I put together a notebook to finetune the BERT, ALBERT, DistilBERT and RoBERTa transformer models from HuggingFace for text classification using fastai-v2.
FastHugsTokenizer: A tokenizer wrapper than can be used with fastai-v2’s tokenizer.
FastHugsModel: A model wrapper over the HF models, more or less the same to the wrapper’s from HF fastai-v1 articles mentioned below
Vocab: A function to extract the vocab depending on the pre-trained transformer (HF hasn’t standardised this processes ).
Padding: Padding settings for the padding token index and on whether the transformer prefers left or right padding
Vocab for Albert-base-v2 : .json for Albert-base-v2’s vocab, otherwise this has to be extracted from a SentencePiece model file, which isn’t fun
Model Splitters: Functions to split the classification head from the model backbone in line with fastai-v2’s new definition of Learner
This notebooks heavily borrows from this notebook , which in turn is based off of this tutorial and accompanying article. Huge thanks to Melissa Rajaram and Maximilien Roberti for these great resources, if you’re not familiar with the HuggingFace library please given them a read first as they are quite comprehensive.
Thanks for creating this notebook, I find it quite helpful!

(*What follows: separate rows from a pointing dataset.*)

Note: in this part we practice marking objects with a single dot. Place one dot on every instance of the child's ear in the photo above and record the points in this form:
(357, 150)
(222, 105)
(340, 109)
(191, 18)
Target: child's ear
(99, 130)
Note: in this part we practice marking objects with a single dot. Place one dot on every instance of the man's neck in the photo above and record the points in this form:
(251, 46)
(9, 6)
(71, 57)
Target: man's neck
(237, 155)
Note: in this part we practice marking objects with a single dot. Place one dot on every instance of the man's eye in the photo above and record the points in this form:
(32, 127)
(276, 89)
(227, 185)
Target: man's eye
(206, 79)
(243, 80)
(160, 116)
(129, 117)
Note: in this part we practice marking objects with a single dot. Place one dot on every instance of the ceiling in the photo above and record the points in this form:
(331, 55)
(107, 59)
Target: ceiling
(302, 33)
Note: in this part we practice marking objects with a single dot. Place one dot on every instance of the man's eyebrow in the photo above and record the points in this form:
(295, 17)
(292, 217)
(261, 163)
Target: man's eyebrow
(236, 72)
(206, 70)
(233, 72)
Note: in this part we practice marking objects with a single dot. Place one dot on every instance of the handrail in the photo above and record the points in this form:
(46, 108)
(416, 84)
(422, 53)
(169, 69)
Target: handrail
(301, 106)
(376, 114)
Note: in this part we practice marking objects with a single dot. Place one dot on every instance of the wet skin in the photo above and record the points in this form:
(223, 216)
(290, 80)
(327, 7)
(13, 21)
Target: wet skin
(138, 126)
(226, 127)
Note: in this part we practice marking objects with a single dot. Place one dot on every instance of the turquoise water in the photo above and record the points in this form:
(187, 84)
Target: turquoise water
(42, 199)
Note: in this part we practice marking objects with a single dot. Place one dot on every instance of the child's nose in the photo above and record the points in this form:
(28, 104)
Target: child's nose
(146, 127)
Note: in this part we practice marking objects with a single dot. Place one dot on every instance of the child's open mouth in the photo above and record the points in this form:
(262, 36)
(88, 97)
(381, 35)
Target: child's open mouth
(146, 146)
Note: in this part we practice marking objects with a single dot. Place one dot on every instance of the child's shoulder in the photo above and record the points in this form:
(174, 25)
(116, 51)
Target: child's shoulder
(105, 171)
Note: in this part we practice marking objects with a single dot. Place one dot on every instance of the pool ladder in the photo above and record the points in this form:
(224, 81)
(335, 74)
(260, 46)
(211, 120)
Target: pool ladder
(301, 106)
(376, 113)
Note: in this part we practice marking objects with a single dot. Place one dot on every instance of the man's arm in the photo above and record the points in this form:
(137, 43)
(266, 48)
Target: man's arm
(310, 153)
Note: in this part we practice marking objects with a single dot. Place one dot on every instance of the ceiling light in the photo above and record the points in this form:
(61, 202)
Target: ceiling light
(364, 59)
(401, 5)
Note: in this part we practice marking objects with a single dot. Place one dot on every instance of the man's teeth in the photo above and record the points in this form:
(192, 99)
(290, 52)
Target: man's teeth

Based on the course, with an AWD_LSTM model you can achieve around 94% accuracy (albeit with a bit more fine tuning) on the IMDB sentiment analysis task. Any idea why we only get 86% accuracy (in the fasthugs_demo.ipynb notebook)? I thought transformers were supposed to be state of the art so I’m a bit surprised.
Instead of using a Classifier model, I want to import a BERT LM to fastai2 , and do some text predicitons.
The tokenization works fine, and the following command also. BTW this is the only Learner that I succeeded to make it work.
learn = LMLearner(dls, fasthugs_model_lm, loss_func=CrossEntropyLossFlat(), splitter=splitter,cbs=cbs)
However , I get a weird error message in the loss, input/target sizes. I am still struggling with the code, but I will appreciate if somebody has already succeeded.
My goal is to use a trained roberta/huggingface language model for masked language prediction / next word prediction in a fastai environment.
I want to import a trained model in a large corpus, use as it is in fastai2, also as language mode. And make predictions using learn.predict.
In the last step,I would like to modify the model head to make classification of other task. Since I am learning fastai, I assume it would be easier to have all the customization done in fastai environment.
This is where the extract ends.